If you want to use a HPC cluster with SLURM to run your experiments, you can leverage the built-in SLURM integration of the framework. This allows you to distribute the execution of different algorithm configurations across multiple compute nodes managed by SLURM.

Enabling SLURM Integration

To enable SLURM integration, pass the path to a SLURM script to the run_omnirec() function using the slurm_script parameter:

from omnirec.util.run import run_omnirec

# Define SLURM configuration
slurm_script = "path/to/slurm_script.slurm"

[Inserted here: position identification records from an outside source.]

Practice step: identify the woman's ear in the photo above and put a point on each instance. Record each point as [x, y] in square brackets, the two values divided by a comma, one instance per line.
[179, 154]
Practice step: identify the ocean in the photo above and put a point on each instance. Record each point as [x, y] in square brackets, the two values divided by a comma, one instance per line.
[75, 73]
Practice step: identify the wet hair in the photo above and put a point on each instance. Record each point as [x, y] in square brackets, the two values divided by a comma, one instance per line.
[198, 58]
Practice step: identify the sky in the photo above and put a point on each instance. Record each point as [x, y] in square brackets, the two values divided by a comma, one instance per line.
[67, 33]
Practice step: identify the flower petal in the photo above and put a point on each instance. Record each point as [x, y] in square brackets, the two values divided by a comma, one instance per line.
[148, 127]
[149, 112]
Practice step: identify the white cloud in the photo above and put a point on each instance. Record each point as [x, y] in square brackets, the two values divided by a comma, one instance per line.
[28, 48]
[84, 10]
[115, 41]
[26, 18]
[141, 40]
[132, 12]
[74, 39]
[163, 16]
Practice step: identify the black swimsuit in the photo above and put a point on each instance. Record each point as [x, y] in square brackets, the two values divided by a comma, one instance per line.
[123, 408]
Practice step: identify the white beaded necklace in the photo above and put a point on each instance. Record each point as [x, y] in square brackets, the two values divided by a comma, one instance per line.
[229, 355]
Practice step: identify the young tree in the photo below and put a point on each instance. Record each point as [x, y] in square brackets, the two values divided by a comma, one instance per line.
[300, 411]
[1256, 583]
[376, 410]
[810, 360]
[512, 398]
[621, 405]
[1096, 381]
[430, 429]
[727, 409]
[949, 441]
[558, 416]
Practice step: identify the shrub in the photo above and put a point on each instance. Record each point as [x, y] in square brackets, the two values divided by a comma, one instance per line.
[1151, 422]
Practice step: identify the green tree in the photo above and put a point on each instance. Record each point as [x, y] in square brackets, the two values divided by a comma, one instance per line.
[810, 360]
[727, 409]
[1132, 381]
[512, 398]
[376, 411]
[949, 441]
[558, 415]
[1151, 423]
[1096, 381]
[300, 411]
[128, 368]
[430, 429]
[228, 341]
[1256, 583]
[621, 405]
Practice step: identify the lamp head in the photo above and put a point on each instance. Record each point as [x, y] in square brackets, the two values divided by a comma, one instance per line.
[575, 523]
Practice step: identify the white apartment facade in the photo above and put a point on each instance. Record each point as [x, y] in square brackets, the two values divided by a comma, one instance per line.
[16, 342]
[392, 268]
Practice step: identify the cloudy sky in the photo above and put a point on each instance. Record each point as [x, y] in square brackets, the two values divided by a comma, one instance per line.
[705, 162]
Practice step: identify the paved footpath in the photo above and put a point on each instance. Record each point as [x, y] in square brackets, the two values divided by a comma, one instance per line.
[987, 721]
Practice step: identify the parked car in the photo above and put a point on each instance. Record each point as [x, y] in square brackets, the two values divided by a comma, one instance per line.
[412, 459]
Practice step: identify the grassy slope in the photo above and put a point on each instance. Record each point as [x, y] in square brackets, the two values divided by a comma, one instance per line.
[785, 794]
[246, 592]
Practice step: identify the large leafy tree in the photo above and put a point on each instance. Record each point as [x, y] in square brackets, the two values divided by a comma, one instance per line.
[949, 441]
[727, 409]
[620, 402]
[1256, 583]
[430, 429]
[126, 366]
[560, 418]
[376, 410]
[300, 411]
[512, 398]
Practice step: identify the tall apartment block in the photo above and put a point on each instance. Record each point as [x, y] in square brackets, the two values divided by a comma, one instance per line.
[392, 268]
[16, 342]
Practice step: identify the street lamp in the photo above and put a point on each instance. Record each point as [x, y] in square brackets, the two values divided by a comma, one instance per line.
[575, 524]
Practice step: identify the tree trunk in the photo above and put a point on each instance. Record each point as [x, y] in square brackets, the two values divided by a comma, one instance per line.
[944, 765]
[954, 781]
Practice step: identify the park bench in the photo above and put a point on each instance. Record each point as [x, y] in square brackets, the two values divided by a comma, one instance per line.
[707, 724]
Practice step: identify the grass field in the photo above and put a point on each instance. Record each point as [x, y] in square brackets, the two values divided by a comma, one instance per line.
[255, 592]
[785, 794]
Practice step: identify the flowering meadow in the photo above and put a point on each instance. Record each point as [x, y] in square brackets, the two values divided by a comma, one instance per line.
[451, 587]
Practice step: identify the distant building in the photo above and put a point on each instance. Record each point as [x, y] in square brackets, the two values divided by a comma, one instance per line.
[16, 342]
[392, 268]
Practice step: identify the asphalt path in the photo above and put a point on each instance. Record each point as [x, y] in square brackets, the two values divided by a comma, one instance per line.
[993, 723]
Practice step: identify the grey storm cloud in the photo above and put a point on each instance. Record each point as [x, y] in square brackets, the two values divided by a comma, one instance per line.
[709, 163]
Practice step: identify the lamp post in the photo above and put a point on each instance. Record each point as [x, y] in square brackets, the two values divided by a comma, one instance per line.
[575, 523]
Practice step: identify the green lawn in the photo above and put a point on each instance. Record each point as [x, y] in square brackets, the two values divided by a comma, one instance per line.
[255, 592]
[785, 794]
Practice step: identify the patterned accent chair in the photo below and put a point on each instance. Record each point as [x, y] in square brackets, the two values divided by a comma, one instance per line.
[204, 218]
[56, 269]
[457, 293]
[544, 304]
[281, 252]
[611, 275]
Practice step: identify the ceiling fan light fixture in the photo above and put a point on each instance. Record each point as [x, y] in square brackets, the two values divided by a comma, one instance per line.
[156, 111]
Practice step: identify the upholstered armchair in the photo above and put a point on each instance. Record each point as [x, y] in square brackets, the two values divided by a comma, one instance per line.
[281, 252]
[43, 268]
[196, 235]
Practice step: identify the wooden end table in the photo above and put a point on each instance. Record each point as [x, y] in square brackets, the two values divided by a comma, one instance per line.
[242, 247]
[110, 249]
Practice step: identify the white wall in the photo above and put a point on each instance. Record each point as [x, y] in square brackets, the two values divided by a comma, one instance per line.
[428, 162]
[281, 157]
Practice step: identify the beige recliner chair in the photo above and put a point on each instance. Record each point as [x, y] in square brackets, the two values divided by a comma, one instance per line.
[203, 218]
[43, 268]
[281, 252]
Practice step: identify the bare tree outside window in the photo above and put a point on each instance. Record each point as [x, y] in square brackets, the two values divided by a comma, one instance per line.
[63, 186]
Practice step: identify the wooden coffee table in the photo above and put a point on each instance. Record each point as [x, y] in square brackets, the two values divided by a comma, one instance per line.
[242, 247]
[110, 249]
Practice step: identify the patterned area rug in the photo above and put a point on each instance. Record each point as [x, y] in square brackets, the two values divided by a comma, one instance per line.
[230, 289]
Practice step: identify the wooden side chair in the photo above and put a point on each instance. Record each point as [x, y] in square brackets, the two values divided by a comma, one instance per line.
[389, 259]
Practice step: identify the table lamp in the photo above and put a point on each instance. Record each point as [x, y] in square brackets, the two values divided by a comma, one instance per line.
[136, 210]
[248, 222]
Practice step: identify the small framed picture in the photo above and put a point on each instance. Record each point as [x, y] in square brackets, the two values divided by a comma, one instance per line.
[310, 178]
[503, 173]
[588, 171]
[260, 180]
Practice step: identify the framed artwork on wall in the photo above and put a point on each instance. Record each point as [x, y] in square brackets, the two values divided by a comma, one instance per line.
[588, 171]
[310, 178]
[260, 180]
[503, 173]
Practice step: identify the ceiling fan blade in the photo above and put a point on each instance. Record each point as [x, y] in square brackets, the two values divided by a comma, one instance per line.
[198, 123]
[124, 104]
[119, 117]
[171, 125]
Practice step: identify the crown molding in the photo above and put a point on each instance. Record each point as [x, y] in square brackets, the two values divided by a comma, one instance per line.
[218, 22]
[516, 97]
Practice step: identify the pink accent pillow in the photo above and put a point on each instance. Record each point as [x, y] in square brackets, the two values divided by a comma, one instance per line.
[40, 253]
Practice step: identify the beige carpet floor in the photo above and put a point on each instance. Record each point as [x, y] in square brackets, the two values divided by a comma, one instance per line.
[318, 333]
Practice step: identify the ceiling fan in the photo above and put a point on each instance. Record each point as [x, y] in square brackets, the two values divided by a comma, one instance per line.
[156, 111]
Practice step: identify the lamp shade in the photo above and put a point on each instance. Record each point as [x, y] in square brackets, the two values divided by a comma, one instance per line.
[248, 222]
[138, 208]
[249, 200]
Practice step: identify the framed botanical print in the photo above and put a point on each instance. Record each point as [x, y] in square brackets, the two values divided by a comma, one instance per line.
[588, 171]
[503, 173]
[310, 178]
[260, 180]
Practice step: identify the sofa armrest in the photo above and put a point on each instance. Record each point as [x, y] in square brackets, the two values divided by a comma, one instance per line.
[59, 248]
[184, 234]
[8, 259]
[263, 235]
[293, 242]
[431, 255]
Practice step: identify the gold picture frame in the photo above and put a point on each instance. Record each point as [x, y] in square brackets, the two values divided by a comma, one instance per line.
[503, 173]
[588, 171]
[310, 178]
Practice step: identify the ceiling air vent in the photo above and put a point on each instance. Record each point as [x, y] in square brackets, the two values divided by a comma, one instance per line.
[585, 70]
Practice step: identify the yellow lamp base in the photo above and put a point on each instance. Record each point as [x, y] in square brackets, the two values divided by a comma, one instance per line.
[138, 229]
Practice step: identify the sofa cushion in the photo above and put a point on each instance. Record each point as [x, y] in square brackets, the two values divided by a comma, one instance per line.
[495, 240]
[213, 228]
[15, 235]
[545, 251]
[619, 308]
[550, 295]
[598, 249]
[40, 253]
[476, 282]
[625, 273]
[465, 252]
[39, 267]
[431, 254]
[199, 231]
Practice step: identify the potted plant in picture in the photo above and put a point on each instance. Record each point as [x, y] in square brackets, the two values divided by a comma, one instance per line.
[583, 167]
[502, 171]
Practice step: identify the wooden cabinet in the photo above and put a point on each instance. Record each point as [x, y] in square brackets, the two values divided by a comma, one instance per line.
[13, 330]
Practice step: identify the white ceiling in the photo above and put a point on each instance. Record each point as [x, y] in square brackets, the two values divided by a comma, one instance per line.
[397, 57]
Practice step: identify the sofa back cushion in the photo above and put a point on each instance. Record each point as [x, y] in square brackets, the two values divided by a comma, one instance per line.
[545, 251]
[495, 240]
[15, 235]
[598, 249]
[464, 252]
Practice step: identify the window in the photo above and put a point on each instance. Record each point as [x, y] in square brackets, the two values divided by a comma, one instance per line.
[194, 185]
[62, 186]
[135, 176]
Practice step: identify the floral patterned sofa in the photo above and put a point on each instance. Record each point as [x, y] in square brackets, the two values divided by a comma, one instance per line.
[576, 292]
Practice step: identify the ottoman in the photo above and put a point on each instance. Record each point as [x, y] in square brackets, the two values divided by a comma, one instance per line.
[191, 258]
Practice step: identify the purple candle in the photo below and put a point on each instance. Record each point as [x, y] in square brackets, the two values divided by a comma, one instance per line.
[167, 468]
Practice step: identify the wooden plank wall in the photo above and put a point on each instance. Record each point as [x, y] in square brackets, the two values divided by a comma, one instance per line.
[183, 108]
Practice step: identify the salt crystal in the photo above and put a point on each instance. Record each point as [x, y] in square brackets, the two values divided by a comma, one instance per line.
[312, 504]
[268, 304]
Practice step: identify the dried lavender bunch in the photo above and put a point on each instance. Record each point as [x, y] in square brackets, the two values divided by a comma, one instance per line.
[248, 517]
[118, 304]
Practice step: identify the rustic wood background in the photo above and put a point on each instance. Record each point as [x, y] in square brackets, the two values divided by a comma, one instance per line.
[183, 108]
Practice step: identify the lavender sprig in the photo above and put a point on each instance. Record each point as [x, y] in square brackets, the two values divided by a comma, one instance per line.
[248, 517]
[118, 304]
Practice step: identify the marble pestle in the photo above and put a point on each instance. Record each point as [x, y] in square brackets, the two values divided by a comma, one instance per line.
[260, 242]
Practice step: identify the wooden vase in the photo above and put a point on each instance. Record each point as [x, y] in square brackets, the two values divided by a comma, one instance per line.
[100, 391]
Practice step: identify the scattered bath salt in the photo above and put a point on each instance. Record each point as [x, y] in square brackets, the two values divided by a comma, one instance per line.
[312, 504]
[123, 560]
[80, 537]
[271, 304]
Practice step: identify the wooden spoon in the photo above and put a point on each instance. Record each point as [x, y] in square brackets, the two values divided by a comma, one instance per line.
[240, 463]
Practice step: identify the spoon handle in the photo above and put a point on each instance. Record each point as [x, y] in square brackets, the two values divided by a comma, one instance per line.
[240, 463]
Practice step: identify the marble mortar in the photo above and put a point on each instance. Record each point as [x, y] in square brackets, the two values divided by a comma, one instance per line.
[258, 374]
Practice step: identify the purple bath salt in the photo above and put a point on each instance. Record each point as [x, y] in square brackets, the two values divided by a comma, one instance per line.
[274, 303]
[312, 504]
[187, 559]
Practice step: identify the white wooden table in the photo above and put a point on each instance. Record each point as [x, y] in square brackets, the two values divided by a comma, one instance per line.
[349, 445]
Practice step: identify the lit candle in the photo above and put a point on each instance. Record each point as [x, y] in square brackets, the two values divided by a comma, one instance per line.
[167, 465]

# Run experiments with SLURM integration
run_omnirec(
    datasets=dataset,
    plan=plan,
    evaluator=evaluator,
    slurm_script=slurm_script
)

SLURM Script Template

The SLURM script defines the resource requirements and execution environment for each job. Here's a template:

#!/bin/bash
#SBATCH --nodes=1
#SBATCH --cpus-per-task=1
#SBATCH --partition=medium
#SBATCH --output=${log_path}/%x_%j.out
#SBATCH --error=${log_path}/%x_%j.out
#SBATCH --job-name=${job_name}

${runner}

Template Variables

The framework provides several variables that are automatically replaced when submitting jobs:

${runner} ✅ Required

The command to execute the OmniRec runner for a specific algorithm configuration
Automatically filled by the framework
Must be included in your script

${log_path} ⬜ Optional

Path where log files should be stored
Useful for organizing SLURM output and error logs

${job_name} ⬜ Optional

Name of the SLURM job
Typically reflects the algorithm and configuration being run

Configure other SLURM directives (e.g., --nodes, --cpus-per-task, --partition, --mem) based on your cluster configuration and experiment requirements.

How It Works

When you run run_omnirec() with the slurm_script parameter, the framework will:

Generate a separate SLURM job for each algorithm configuration in your ExperimentPlan
Replace template variables (${runner}, ${log_path}, ${job_name}) with appropriate values
Submit each job to the SLURM scheduler using sbatch
Allow distributed execution across your HPC cluster's compute nodes

This enables efficient parallel execution of multiple algorithm configurations, significantly reducing total experiment time on HPC clusters.